PROLOG

125 4 0
                                    

Aku tak dapat menemukan diriku dimanapun.

Aku sudah mencari kesana kemari. Ke setiap penjuru ruangan yang dapat kumasuki. Tapi... tidak ada. Tetap tidak ada tanda-tanda diriku yang sejati.

Dan aku pun terhenti. Termangu gugu di hadapan cermin yang memantulkan bayangan diriku meski aku dalam keadaanragu.

Tapi, rasanya itu bukan aku.

Aku tak mengenalnya.

Tidak. Bukan! Itu... Itu aku?

Bohong... itu pasti bukan aku! Pasti bukan! Kenapa aku sekacau itu???!

Aku pun mundur tak kuasa menatap pantulan diriku di cermin. Namun, tiba-tiba...

Argh!!!

Aku terjerembap.

Aku kini tenggelam di dalam lautan yang tak berdasar. Aku meronta. Mencoba melawan arus yang dapat membawaku semakin dalam. Aku tak tau kemana kelak aku akan terbawa. Semakin dalam kah? Atau aku hanya akan disini saja?

Hingga akhirnya aku menyerah.

Membiarkan diriku mengambang. Mengawang. Meski aku tak tau kelak akan berada dimana.
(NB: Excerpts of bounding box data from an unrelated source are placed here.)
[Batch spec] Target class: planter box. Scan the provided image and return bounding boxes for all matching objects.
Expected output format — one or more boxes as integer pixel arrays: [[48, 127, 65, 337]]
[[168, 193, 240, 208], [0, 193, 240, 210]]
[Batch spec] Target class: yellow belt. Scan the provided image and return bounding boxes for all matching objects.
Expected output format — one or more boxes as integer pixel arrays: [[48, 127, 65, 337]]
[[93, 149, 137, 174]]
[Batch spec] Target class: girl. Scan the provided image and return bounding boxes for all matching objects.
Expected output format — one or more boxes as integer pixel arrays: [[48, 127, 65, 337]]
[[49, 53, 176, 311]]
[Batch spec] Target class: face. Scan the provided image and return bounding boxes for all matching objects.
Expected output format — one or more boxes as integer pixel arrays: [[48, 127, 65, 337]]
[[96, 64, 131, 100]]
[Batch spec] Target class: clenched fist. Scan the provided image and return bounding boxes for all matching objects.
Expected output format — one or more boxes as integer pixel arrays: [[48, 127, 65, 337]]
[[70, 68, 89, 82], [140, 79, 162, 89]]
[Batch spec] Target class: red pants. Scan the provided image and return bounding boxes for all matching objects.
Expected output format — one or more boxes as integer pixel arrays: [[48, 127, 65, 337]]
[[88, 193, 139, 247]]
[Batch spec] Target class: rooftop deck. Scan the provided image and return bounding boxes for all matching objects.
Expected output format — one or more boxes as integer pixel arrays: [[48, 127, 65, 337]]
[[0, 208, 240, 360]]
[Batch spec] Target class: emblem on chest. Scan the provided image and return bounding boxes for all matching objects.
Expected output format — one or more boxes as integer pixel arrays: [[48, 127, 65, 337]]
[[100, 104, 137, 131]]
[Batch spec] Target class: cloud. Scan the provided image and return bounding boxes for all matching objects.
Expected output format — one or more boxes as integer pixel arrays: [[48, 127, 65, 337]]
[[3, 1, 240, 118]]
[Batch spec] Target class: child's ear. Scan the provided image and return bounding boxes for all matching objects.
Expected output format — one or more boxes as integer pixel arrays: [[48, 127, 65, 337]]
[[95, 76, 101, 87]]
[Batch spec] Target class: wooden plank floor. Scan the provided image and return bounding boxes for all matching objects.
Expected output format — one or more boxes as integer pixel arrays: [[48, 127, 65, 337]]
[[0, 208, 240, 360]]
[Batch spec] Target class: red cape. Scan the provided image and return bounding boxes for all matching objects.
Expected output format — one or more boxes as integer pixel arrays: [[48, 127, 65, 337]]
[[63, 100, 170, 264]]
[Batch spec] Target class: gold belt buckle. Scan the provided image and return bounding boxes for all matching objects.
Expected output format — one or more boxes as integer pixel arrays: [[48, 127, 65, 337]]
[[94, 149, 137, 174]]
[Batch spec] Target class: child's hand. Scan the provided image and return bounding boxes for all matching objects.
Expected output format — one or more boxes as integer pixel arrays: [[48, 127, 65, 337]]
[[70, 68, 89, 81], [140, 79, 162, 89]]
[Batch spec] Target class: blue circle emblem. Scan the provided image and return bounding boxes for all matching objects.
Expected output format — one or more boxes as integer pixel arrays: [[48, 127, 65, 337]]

Tapi yang jelas, pertama-tama aku harus keluar dari sini. Aku harus menemukan lentera untuk kuikuti. Lentera yang dapat membawaku pergi, membawaku kembali 'tuk menemukan diriku yang sejati!

Lentera itu harus membawaku kembali ke duniaku yang baru.

Nanti pokoknya, aku harus cantik!

Aku harus lebih menawan!

Aku harus sempurna!

Ah, tidak! Aku baru sadar aku tidak punya kelopak mata. Bagaimana agar mataku ada kelopaknya???

Davi itu sukanya cewek yang cantik, putih, kurus, mata besar, bibir merah dan seksi.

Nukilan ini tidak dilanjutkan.